Tacey Ann Rosolowski, PhD:

What are some of the findings? Are there findings that are being converted into care opportunities right now?

Gordon B. Mills, MD, PhD :

I'm actually going to do one or two things first. So, simply having made this commitment to making a difference, through the Moon Shot effort as I described it, has engaged parts of the community. For example, Astra Zeneca came forward and said, We want to participate in the Women's Cancer Moon Shot, albeit the funding that we have available is for ovarian cancer, but we will develop an alliance with you wherein we bring our drugs, ideas, and $10 million to the table, no questions asked, and we will work together to do information driven clinical trials, not to try and register our drug, which is their normal role in life, but rather, to understand how our drug works, who it works for, and more importantly, what is the next combination we need to do. That would not have happened if there had not been a Moon Shot, and in part, we leveraged the Moon Shot against the Astra Zeneca funds, and vice versa. We will cover, from Moon Shot efforts, some of the translational and basic biology studies that will make their effort go further, and vice versa.

Tacey Ann Rosolowski, PhD:

So obviously, I'm assuming that Astra Zeneca felt that there was, basically MD Anderson was taking over some of the research work, so they could afford to invest in this way? What made them say we don't need to use you to help register the drug?

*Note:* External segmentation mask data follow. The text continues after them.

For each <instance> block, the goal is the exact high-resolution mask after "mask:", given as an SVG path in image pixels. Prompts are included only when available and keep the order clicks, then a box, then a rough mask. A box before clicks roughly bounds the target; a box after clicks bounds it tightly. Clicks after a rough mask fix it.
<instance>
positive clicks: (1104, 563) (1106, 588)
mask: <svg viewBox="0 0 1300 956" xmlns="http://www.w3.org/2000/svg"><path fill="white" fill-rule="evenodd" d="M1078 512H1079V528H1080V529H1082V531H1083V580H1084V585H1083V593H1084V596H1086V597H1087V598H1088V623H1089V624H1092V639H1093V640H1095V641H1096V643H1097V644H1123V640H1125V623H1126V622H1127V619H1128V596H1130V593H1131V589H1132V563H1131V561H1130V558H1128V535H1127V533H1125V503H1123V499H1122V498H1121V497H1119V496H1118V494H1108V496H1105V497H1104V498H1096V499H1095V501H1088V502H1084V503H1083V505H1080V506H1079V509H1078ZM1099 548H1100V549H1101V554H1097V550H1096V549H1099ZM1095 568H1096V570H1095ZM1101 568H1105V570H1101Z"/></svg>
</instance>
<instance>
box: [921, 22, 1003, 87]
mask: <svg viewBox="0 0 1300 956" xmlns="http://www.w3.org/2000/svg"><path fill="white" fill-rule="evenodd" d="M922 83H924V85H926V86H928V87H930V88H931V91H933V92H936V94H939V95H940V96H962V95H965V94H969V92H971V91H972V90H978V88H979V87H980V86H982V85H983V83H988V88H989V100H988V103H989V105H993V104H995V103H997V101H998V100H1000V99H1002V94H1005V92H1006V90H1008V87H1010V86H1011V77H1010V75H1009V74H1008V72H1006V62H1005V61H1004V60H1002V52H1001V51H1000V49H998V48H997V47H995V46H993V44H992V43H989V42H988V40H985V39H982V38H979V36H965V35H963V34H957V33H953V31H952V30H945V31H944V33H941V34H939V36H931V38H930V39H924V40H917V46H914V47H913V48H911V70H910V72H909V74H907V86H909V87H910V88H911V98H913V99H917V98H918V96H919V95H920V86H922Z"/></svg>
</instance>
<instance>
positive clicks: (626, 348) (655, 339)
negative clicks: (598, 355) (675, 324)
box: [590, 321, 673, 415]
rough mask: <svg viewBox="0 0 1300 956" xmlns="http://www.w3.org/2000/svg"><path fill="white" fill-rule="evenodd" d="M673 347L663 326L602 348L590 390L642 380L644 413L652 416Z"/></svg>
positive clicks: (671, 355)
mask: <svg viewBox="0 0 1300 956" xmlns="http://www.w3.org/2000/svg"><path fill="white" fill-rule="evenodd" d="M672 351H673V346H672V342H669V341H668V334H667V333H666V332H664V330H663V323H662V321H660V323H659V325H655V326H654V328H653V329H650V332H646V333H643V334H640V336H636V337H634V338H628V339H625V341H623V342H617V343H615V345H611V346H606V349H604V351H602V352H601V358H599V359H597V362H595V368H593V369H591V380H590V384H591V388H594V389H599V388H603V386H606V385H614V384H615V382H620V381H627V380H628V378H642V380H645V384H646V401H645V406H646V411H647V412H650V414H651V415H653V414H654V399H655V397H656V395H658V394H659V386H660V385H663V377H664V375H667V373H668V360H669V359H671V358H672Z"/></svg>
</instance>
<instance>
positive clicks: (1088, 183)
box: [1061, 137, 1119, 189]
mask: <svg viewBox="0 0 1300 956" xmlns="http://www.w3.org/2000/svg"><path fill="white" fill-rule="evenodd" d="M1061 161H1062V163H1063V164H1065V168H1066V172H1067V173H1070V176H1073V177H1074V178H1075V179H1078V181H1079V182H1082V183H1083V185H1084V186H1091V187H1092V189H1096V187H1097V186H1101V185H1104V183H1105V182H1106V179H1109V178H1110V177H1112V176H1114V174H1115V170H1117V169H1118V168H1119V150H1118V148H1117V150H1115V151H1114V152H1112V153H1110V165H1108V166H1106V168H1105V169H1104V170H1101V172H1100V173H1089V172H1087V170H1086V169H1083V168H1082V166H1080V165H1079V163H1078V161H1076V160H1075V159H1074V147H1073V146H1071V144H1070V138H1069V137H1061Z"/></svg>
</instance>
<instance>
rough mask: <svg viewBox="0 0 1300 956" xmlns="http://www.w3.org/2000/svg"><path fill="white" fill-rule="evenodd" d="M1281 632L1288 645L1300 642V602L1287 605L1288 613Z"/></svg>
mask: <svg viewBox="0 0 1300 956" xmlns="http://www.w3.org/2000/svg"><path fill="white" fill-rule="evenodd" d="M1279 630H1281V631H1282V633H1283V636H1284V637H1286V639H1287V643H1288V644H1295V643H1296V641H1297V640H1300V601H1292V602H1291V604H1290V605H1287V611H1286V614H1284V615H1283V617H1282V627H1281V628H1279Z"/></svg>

Gordon B. Mills, MD, PhD :

They have programs to register drugs elsewhere. They came to us because of the unique concept of the Moon Shot, which is to make progress over time and to have some of that flexibility and the resources to do so. So, I think it is the point of -- and I'm not saying we don't participate in registration trials. It's that this alliance was separate, with the idea of this very clear and important goal that most of the time is not the major driving effort of industry. And you understand why. Industry wants to get their drug registered so that they can get money coming in. They have investors. That's all critically important. But this was a group of people that -because the Moon Shot was in play, and because we had said this is what we are going to do-- were quite willing to say, We'll work with you to make this happen. The Moon Shot existing helped make that occur. I can't say it wouldn't have occurred without it, but I am quite comfortable that it was a major part of why this happened and happened easily. And indeed, I have another company that came to us about the same time and said we want to develop a new technology with you, and we will put funds on the table to make that happen, again, because the resources of the Moon Shot will make what we can do go further, and further the ability to say we're participating in the Moon Shot. That's a nontrivial process by which they can leverage their own efforts and funds. So those consequences are really a major positive and we've used this with philanthropy, we've used it with grants, we've used it with industry, as I was just talking about. So just having this concept of saying we will answer this question one way or another, has been something that we can leverage.

Tacey Ann Rosolowski, PhD:

I'm really glad you told those stories, because they really bring together, the information that you've provided earlier, about what happens or what can happen when you reorganize the way science is being done. So it's really put a nice cap on all of that, yeah. Anything else that you would like to tell about the Moon Shots at this point, or final thoughts?